De las 12 maneras más estúpidas que tiene un difunto de seguir existiendo es su presencia en los posos de los vasos de vermut. Como decía el padre Quevedo, siguiendo al ferralla de Occam, “lo que puede explicarse por menos no puede ni debe explicarse por más”.
Así las cosas, debemos creernos que en el fondo de aquel vaso había, además de restos de raíz de la hierba santa de Artemisia, algo de canela y el alma comunicativa de él mismo.
Lo extraño a la vida puede ser visto como natural por los que se encuentran sumergidos en sustancias distintas. Nos equivocamos al creer que el miedo nos pertenece y no es esencia de otro tipo de existencia: la que no es, en la que no se es y por la que no se es.
Pero, no deja de ser cierto que a la puesta del sol, después de la misa vespertina en Santa Catalina, cualquiera se plantea cosas transcendentes. Además, el estuario saludaba con la brisa cárdena y su color de escalpelo. Así, que como cualquier feligrés que acababa de cumplir con el rito, quiso agasajarse en aquel acogedor balcón del mirador que daba nombre a la iglesia y tomar el remojo alcohólico para hidratar y limpiar su piel de mamífero antes de pasar a la siguiente fase.
-Un vermut, por favor.
Recostado en el aluminio, atendido por el empleado de inmaculado terno, servido en sus deseos, la voz hecha zurrapa en el fondo del vidrio invocaba su nombre, queriéndole despertar de una dormilera inevitable.
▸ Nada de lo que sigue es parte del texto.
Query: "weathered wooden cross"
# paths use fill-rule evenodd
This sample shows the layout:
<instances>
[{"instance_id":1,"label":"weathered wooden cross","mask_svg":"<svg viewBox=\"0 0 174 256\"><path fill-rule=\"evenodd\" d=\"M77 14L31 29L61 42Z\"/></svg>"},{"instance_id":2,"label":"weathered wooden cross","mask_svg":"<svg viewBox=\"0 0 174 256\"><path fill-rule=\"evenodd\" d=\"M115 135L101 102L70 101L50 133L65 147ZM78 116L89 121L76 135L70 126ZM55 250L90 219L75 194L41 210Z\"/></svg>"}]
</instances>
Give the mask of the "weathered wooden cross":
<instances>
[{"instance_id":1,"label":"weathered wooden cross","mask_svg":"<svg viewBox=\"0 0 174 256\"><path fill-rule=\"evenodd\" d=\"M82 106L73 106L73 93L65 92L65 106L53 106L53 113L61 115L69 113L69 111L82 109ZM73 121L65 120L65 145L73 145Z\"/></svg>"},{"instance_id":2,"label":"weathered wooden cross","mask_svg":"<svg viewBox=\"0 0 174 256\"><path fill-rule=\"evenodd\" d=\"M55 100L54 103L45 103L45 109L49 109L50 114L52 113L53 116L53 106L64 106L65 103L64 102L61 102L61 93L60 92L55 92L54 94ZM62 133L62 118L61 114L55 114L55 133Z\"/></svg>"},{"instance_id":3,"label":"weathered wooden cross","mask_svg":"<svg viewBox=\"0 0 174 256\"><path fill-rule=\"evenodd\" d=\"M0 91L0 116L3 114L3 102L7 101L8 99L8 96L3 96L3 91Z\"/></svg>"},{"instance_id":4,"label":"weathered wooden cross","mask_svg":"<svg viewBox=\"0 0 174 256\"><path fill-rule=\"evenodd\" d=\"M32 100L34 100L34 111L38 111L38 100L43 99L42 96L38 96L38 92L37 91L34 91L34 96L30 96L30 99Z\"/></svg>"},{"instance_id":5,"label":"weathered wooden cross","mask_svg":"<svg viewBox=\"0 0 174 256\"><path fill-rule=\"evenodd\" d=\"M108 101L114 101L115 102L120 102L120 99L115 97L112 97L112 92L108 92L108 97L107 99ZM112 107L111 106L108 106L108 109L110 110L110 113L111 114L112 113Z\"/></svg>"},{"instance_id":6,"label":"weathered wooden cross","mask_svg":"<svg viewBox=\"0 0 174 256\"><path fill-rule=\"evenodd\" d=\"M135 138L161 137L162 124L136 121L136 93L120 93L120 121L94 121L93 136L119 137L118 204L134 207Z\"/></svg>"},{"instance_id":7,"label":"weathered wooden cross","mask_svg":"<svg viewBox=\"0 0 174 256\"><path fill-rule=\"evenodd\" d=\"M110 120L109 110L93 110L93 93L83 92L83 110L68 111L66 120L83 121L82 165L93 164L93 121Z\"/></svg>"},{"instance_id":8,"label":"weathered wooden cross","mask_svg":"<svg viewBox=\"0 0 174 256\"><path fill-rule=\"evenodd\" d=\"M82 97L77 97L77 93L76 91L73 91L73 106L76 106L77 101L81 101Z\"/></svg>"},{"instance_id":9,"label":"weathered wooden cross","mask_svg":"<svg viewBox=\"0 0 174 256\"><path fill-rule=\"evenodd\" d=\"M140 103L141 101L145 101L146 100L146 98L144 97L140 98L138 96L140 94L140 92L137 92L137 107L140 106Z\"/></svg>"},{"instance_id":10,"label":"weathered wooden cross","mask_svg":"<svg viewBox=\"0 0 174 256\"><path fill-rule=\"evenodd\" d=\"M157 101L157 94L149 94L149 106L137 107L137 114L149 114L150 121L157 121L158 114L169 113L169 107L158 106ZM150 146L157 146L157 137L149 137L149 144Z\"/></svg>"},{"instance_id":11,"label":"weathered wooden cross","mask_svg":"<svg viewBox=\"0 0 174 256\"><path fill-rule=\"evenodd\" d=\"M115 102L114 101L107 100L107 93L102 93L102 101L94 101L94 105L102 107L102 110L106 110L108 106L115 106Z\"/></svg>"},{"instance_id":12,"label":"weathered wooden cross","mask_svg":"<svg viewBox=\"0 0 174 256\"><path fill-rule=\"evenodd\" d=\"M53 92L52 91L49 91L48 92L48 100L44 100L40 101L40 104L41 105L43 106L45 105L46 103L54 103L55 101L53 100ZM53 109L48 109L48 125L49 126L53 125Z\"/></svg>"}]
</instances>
Sin querer darse por vencido levantó el vaso y tragó con alevosía aquel soniquete que le aturdía. Despreciaba el contacto con el devenir y su forzosa desecación.
Tras el trago, le pareció ver mozos cargando equipajes de transeúntes desde el puerto ribereño, en peregrinación hasta los hoteles próximos. Después del terremoto, la ciudad había perdido sus vísceras. También él había llegado a aquel puerto semimediterráneo de esta guisa: solo, con la piel pronta ahora a curtirse, a ser adobada con olor a romero y esencias de zahorra húmeda, que evitaban torcer el gesto de los que pasaban a su lado con cara de pavor.
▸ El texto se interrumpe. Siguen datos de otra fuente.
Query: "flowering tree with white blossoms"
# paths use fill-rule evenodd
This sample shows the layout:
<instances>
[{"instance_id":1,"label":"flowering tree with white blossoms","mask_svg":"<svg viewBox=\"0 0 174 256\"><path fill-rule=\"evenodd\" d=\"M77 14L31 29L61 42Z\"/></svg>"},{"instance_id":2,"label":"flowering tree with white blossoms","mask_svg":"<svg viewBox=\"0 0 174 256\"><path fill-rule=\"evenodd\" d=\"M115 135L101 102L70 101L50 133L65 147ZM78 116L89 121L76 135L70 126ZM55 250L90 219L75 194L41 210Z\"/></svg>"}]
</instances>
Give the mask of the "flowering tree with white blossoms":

La lógica escolástica, comprendió, tenía esas cosas. Todo lo que existe es particular en sí mismo y él no escapaba de esa curiosidad humana. Pero, ¿qué había de extraño en sentirse respirar sin los esponjosos lóbulos pectorales, ver erguirse sin el esqueleto musculado de sus años jóvenes o, simplemente observar, sin un solo pestañeo, la copa siempre inacabada de vermut que le imploraba despertar?
Despertar, ¿de qué? ¿Era él propio quien contactaba consigo mismo? ¿Cómo debería entender aquello? ¿Por qué el miedo en la cara de los otros?
Es una equivocación creer que el horror se asocia inextricablemente con la oscuridad, el silencio y la soledad. Lamentó no poder consultar su pequeña biblioteca para poner el adjetivo adecuado al periodo tinita en el parecía encontrarse.
La erudición suele complicarnos la existencia –pensó aterrado, incapaz siempre de parpadear.